Search code examples
javapostgresqljpaentitymanager

Select all records from offset to limit using a postgres index


I want to get all data from offset to limit from a table with about 40 columns and 1.000.000 rows. I tried to index the id column via postgres and get the result of my select query via java and an entitymanager.

My query needs about 1 minute to get my results, which is a bit too long. I tried to use a different index and also limited my query down to 100 but still it needs this time. How can i fix it up? Do I need a better index or is anything wrong with my code?

CriteriaQuery<T> q = entityManager.getCriteriaBuilder().createQuery(Entity.class);
TypedQuery<T> query = entityManager.createQuery(q);
List<T> entities = query.setFirstResult(offset).setMaxResults(limit).getResultList();

Solution

  • Right now you probably do not utilize the index at all.
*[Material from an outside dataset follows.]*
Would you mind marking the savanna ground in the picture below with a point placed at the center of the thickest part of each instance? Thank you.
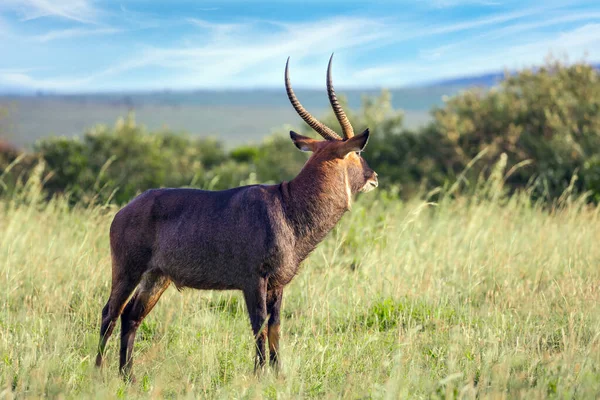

There is some ambiguity how a hibernate limit/offset will translate to database operations (see this comment in the case of postgres). It may imply overhead as described in detail in a reply to this post.

    If you have a direct relationship of offset and limit to the values of the id column you could use that in a query of the form

    SELECT e
    FROM Entity
    WHERE id >= offset and id < offset + limit
    

    Given the number of records asked for is significantly smaller than the total number of records int the table the database will use the index.

    The next thing is, that 40 columns is quite a bit. If you actually need significantly less for your purpose, you could define a restricted entity with just the attributes required and query for that one. This should take out some more overhead.

    If you're still not within performance requirements you could chose to take a jdbc connection/query instead of using hibernate.

    Btw. you could log the actual sql issued by jpa/hibernate and use it to get an execution plan from postgress, this will show you what the query actually looks like and if an index will be utilized or not. Further you could monitor the database's query execution times to get an idea which fraction of the processing time is consumed by it and which is consumed by your java client plus data transfer overhead.